The Last Time: A Father’s Day Memoir

Happy Fathers Day to my Dad and all Dads

Posted

THE LAST TIME:

Where have the years gone? How many times have some of us said that. At sixty-eight, I seem to ask myself that question every day. I have grown children, grandchildren, a re-marriage, a retirement, have overcome some illness but generally live a fulfilling life. Of course, there have been regrets and mistakes and bumps in the road along the way. I have experienced the JFK assassination, the national shame of Watergate and a lot of politics from Nixon through Trump through Biden. I have, myself, been elected to important positions in government as I was brought up in an extended family that valued community service. I yearn for a return to civility in leadership. A time when people respected other opinions and didn’t trash talk their opponents. Compromise is a lost art.    I also was raised in an era before computers, cell phones, remote controls, 24-hour cable television news and aluminum baseball bats. Not that I don’t like these things now, but it was very different. School yards had occasional fistfights, not fatal gunfire. In baseball, the saying “Crack of the bat,” just doesn’t do it after a base hit off a metal bat.

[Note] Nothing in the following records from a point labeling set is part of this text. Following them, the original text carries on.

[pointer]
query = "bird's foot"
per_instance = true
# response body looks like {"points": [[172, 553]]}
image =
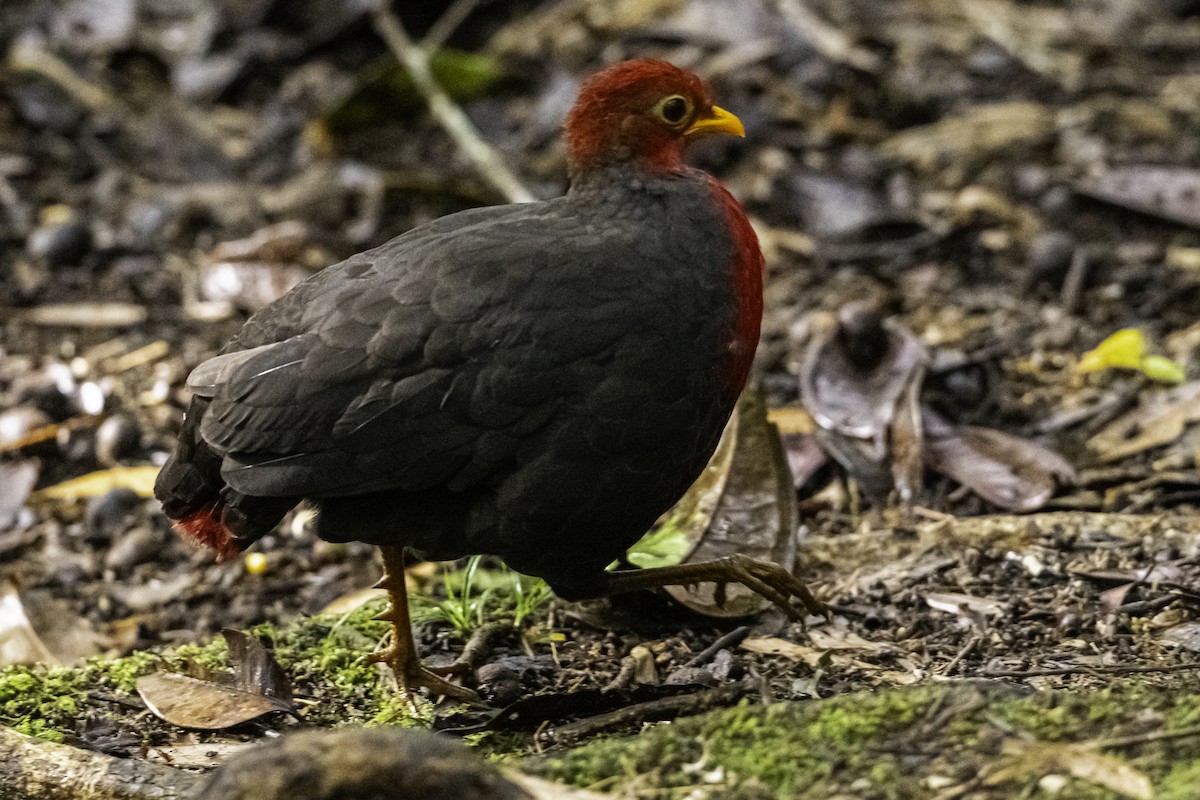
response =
{"points": [[765, 578], [412, 674]]}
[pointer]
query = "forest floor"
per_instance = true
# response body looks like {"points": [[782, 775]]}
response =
{"points": [[1007, 184]]}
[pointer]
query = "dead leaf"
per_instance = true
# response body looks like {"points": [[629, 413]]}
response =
{"points": [[814, 656], [137, 479], [755, 515], [255, 271], [1159, 419], [1014, 473], [258, 686], [859, 379], [19, 644], [1186, 635], [202, 704], [977, 133], [255, 667], [1168, 192], [1080, 761]]}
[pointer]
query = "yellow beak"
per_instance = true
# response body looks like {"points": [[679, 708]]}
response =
{"points": [[717, 121]]}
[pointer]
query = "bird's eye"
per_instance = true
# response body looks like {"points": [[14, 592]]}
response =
{"points": [[673, 109]]}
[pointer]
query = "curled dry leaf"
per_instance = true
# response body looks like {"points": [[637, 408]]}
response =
{"points": [[1168, 192], [201, 704], [255, 271], [258, 686], [743, 503], [754, 516], [965, 605], [1013, 473], [1026, 758], [1159, 419], [859, 379]]}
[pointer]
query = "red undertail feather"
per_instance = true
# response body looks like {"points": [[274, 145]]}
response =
{"points": [[204, 527]]}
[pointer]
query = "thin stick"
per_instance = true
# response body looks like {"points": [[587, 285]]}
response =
{"points": [[447, 113], [447, 24]]}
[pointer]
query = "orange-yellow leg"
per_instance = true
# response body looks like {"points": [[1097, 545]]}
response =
{"points": [[401, 653], [771, 581]]}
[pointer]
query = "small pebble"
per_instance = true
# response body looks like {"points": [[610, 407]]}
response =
{"points": [[108, 513], [726, 666], [498, 684], [141, 545], [1050, 254], [63, 244], [690, 677], [118, 438]]}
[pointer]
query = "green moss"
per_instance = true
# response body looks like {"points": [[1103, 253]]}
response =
{"points": [[789, 749]]}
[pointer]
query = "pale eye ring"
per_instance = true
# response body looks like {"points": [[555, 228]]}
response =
{"points": [[673, 109]]}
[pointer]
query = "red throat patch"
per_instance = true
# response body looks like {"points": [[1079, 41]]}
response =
{"points": [[747, 276], [204, 527]]}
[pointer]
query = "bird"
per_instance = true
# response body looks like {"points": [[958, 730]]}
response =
{"points": [[537, 382]]}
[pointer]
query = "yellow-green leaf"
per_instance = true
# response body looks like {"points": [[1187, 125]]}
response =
{"points": [[138, 479], [1158, 367], [1125, 348]]}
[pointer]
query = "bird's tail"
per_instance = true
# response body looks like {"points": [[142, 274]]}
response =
{"points": [[204, 510]]}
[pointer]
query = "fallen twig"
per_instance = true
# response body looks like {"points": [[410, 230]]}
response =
{"points": [[415, 59], [667, 708], [731, 639], [1085, 668]]}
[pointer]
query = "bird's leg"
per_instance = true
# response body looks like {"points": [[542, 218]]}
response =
{"points": [[771, 581], [401, 654]]}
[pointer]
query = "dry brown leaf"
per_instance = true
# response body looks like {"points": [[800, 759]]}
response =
{"points": [[1168, 192], [755, 515], [1080, 761], [1159, 419], [202, 704], [17, 479], [1014, 473]]}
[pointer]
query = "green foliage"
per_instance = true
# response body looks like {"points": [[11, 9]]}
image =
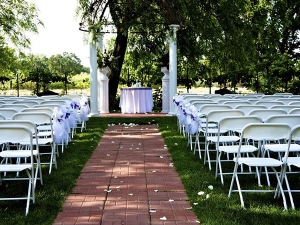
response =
{"points": [[64, 66]]}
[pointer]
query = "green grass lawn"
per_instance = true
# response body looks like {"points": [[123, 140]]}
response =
{"points": [[261, 208]]}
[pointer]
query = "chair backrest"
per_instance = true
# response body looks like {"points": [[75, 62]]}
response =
{"points": [[217, 115], [51, 102], [30, 125], [52, 106], [247, 108], [8, 112], [264, 114], [237, 123], [287, 108], [233, 104], [2, 117], [295, 102], [198, 104], [286, 101], [268, 103], [29, 103], [295, 133], [291, 120], [266, 131], [294, 111], [15, 134], [18, 107], [44, 109], [270, 97], [205, 109], [38, 118]]}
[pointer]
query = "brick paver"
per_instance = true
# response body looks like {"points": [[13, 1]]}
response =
{"points": [[128, 180]]}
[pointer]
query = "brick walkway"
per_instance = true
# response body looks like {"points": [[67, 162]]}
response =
{"points": [[129, 180]]}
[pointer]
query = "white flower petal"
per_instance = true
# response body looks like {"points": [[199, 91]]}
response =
{"points": [[163, 218]]}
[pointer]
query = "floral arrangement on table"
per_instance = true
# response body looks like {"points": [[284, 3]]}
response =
{"points": [[106, 60]]}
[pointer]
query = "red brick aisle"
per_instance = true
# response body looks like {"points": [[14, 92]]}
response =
{"points": [[130, 179]]}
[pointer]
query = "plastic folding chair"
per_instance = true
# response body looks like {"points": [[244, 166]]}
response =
{"points": [[45, 138], [8, 112], [264, 114], [287, 108], [17, 134], [261, 133], [17, 107], [229, 144], [211, 134], [268, 103], [247, 108], [290, 161], [21, 152]]}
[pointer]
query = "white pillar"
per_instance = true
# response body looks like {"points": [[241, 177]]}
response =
{"points": [[102, 83], [93, 78], [165, 90], [173, 67], [103, 90]]}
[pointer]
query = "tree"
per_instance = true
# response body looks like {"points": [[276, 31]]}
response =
{"points": [[64, 67], [18, 17], [38, 72]]}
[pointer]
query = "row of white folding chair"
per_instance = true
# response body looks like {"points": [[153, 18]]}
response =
{"points": [[18, 107], [45, 137], [23, 135], [211, 133], [263, 133]]}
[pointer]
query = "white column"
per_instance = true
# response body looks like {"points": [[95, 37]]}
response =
{"points": [[173, 67], [93, 78], [103, 90], [165, 90], [102, 82]]}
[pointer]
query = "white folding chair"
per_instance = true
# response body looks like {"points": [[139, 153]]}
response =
{"points": [[290, 161], [21, 152], [45, 137], [247, 108], [17, 107], [264, 114], [287, 108], [211, 134], [8, 112], [17, 134], [260, 132], [268, 103], [229, 144], [29, 103]]}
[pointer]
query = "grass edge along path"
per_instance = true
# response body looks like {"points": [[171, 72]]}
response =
{"points": [[212, 207]]}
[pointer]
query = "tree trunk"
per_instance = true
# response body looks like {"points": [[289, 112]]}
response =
{"points": [[119, 51]]}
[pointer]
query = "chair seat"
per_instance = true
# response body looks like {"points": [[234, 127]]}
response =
{"points": [[17, 153], [14, 167], [282, 147], [234, 148], [259, 162], [223, 138], [293, 161]]}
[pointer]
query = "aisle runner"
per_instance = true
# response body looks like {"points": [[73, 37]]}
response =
{"points": [[130, 179]]}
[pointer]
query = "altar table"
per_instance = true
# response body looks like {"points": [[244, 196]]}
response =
{"points": [[136, 100]]}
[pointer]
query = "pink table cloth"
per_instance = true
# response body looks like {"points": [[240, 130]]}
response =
{"points": [[136, 100]]}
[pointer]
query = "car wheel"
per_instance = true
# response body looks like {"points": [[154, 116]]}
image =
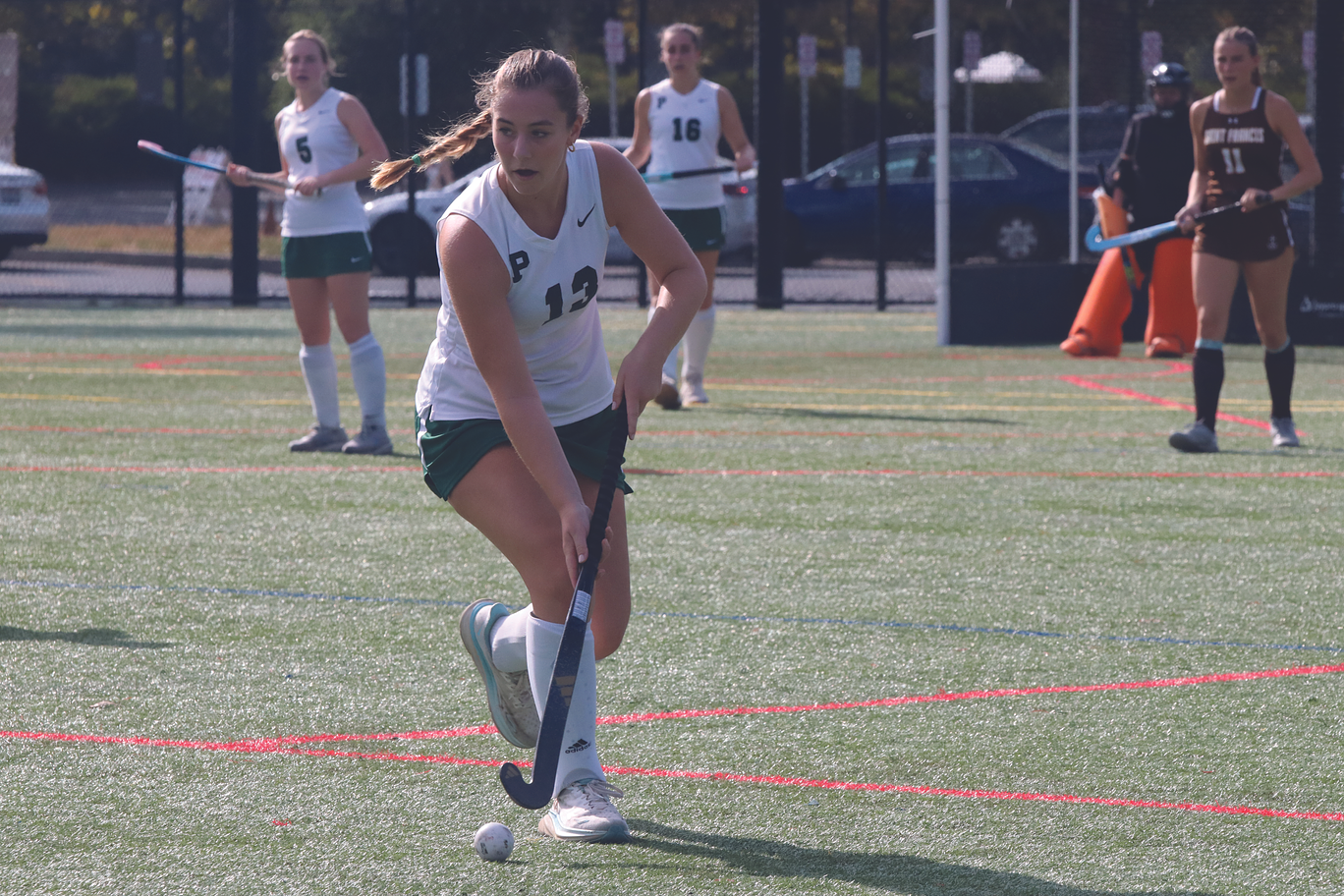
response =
{"points": [[402, 246], [1018, 237]]}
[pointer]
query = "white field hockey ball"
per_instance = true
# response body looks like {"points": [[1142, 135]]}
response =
{"points": [[493, 841]]}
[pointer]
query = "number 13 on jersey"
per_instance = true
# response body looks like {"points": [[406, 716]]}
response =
{"points": [[585, 281]]}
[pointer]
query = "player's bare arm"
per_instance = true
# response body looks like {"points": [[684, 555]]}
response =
{"points": [[642, 143], [656, 242], [730, 123]]}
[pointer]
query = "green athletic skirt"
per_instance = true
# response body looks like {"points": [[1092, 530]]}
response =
{"points": [[449, 449], [303, 256]]}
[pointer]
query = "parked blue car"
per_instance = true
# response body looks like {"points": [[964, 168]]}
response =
{"points": [[1008, 199]]}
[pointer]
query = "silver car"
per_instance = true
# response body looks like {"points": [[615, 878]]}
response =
{"points": [[25, 209], [405, 244]]}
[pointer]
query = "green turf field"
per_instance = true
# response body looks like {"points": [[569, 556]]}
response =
{"points": [[942, 567]]}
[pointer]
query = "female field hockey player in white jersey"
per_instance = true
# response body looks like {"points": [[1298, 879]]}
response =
{"points": [[516, 402], [678, 124], [327, 142]]}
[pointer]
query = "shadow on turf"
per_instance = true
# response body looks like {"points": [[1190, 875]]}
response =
{"points": [[883, 870], [93, 637], [144, 332]]}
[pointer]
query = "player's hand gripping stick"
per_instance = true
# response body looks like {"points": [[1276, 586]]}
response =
{"points": [[550, 741], [263, 180], [1095, 244]]}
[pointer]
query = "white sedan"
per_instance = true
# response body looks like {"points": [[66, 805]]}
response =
{"points": [[405, 244], [25, 209]]}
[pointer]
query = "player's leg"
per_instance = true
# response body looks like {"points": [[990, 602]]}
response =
{"points": [[1213, 278], [348, 295], [1266, 284], [506, 504], [700, 335], [312, 314]]}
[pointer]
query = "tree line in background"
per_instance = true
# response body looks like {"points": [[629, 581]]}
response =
{"points": [[81, 108]]}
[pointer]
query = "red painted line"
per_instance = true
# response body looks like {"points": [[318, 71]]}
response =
{"points": [[1020, 475], [261, 743], [167, 430], [1163, 402], [1045, 475], [974, 794], [930, 434], [205, 469], [777, 781]]}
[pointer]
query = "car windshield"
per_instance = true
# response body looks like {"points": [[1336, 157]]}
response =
{"points": [[1095, 132], [910, 161]]}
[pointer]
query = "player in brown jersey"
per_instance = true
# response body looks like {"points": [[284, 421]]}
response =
{"points": [[1239, 134]]}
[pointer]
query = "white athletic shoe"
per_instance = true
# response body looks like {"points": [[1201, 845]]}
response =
{"points": [[693, 391], [508, 694], [1195, 438], [320, 438], [668, 398], [371, 439], [1285, 435], [584, 812]]}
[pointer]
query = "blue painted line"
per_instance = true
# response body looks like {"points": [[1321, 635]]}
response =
{"points": [[923, 626]]}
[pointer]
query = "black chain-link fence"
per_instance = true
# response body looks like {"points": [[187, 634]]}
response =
{"points": [[90, 87]]}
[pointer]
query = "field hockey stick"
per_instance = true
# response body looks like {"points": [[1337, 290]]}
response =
{"points": [[550, 741], [155, 149], [1098, 245], [678, 175]]}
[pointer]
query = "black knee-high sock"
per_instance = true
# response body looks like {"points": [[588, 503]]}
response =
{"points": [[1208, 383], [1278, 371]]}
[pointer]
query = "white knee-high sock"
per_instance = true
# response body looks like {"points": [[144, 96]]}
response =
{"points": [[698, 336], [369, 375], [578, 754], [508, 641], [669, 364], [318, 366]]}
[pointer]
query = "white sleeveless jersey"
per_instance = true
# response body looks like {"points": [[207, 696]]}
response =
{"points": [[684, 131], [313, 142], [554, 282]]}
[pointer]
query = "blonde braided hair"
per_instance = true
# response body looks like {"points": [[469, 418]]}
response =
{"points": [[525, 70]]}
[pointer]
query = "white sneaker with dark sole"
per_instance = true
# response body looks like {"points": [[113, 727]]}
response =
{"points": [[693, 391], [1285, 434], [1195, 438], [320, 438], [584, 812], [508, 694], [371, 439]]}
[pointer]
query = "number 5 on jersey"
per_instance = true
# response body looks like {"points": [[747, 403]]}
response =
{"points": [[585, 281]]}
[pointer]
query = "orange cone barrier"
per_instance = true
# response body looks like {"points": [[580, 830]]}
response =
{"points": [[1095, 329], [1172, 320]]}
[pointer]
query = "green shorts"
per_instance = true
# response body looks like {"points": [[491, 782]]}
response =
{"points": [[701, 227], [303, 256], [449, 449]]}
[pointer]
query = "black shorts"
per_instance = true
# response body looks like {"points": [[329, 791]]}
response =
{"points": [[449, 449], [1246, 237]]}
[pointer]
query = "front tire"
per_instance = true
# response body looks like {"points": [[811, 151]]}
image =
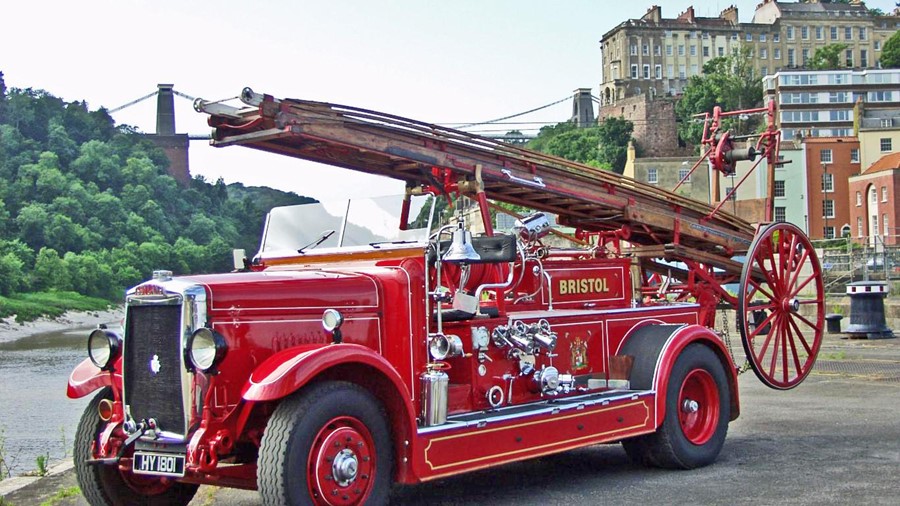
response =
{"points": [[697, 413], [104, 484], [327, 445]]}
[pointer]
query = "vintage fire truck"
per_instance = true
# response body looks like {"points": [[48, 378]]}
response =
{"points": [[373, 342]]}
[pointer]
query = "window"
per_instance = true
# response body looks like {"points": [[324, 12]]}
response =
{"points": [[839, 115], [838, 97], [779, 188], [827, 182], [828, 208]]}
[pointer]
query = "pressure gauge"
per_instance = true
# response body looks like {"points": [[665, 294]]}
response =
{"points": [[480, 338]]}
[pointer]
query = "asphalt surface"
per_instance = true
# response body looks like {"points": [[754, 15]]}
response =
{"points": [[835, 439]]}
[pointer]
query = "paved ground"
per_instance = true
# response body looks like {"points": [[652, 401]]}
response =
{"points": [[833, 440]]}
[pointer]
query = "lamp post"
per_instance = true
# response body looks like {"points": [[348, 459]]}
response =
{"points": [[825, 198]]}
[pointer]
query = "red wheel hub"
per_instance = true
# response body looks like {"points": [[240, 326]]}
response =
{"points": [[698, 406], [341, 466]]}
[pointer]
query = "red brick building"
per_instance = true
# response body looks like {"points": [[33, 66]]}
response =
{"points": [[873, 209], [830, 163]]}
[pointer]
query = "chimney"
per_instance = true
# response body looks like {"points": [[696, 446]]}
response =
{"points": [[653, 14], [730, 15], [583, 108], [165, 110], [687, 15]]}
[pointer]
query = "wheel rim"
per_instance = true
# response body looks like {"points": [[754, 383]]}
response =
{"points": [[341, 467], [698, 406], [781, 306]]}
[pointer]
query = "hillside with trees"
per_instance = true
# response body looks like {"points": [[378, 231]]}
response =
{"points": [[87, 206]]}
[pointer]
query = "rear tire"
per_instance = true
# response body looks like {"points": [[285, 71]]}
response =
{"points": [[104, 484], [697, 413], [329, 444]]}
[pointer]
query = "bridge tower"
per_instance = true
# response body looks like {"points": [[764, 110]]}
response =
{"points": [[174, 145]]}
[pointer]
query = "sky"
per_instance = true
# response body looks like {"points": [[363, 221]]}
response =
{"points": [[459, 61]]}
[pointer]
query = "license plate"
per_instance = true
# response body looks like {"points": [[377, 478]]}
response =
{"points": [[159, 464]]}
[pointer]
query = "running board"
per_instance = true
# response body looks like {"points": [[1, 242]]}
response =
{"points": [[479, 440]]}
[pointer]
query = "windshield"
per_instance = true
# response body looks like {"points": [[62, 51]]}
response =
{"points": [[366, 223]]}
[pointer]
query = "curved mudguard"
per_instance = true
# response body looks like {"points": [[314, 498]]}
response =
{"points": [[87, 378], [285, 372], [655, 349]]}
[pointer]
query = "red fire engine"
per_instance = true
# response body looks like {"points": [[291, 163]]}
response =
{"points": [[370, 342]]}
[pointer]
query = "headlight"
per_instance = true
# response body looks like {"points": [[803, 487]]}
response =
{"points": [[332, 319], [104, 348], [206, 349]]}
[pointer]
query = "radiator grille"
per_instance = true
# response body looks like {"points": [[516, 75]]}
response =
{"points": [[153, 338]]}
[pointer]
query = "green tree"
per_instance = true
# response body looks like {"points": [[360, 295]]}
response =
{"points": [[728, 82], [50, 271], [827, 57], [615, 134], [890, 52]]}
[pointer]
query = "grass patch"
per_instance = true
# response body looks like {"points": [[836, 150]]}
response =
{"points": [[62, 494], [31, 306]]}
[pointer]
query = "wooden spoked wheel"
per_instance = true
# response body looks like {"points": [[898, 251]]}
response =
{"points": [[781, 306]]}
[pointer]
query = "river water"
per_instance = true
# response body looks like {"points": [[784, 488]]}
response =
{"points": [[36, 417]]}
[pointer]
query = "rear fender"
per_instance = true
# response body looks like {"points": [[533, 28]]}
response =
{"points": [[87, 378], [655, 349]]}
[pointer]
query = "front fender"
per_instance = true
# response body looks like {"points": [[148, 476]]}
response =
{"points": [[656, 348], [286, 371], [87, 378]]}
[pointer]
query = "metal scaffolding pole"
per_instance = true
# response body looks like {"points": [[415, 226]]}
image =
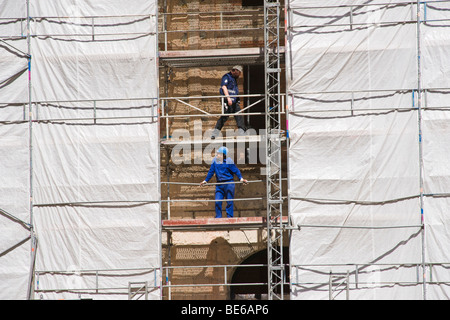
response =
{"points": [[273, 149]]}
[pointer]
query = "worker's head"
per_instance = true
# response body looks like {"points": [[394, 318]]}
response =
{"points": [[236, 71], [222, 153]]}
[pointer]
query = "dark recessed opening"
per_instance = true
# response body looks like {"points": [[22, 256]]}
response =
{"points": [[255, 275]]}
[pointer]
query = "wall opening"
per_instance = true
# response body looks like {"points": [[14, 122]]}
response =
{"points": [[256, 276]]}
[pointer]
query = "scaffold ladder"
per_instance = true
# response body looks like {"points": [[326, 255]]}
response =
{"points": [[272, 72]]}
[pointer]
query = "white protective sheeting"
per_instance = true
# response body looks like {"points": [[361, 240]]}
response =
{"points": [[95, 164], [353, 76], [15, 248]]}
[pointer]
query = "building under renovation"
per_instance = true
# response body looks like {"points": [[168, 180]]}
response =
{"points": [[107, 130]]}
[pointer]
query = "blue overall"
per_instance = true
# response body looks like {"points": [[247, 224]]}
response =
{"points": [[233, 89], [224, 173]]}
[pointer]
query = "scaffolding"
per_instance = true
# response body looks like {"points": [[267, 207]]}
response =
{"points": [[331, 280]]}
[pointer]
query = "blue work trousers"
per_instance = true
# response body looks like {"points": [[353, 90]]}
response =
{"points": [[224, 191]]}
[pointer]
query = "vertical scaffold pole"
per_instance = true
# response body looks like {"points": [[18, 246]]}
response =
{"points": [[273, 149]]}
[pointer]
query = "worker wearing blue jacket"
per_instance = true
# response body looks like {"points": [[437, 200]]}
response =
{"points": [[224, 169], [230, 90]]}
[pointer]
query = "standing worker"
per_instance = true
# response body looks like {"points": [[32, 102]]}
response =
{"points": [[229, 88], [225, 169]]}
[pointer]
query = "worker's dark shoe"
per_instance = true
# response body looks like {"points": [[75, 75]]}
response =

But this short story really isn’t about the nostalgia I’ve touched upon briefly. It’s about a Father’s Day message for 2023. The last time I saw my Dad was Friday, September 14, 1973. My parents had bought a small beach house which looked out at the Point Judith, RI lighthouse. The house was small and not right on the water, but nothing was between the house and the ocean. It was beautiful. My parents had rented the house for a month that summer with an option to buy. Scraping every penny together, they indeed bought the house for $19,000. The small house with a million-dollar location was my parents’ dream come true. It was my dream too. That late August 1973, Dad built a large deck that overlooked the ocean and lighthouse. He hadn’t finished the railing yet but we would cook out and sit on that deck with its majestic views of small and large boats going by. Of course, cookouts for us usually included my Mom’s Italian feasts of pasta, eggplant, etc. Dad’s plan for that two-bedroom cottage was to add a small addition to sleep more family and friends. He was very excited as he jotted down ideas. He found a large piece of driftwood and painted the words “Fiore di Mare” on it. Italian for Flower of the Sea. He placed it on the house as a gift to my Mom. Dad’s ethnicity was all Portuguese and my Mom was all Italian. Our meals were epic!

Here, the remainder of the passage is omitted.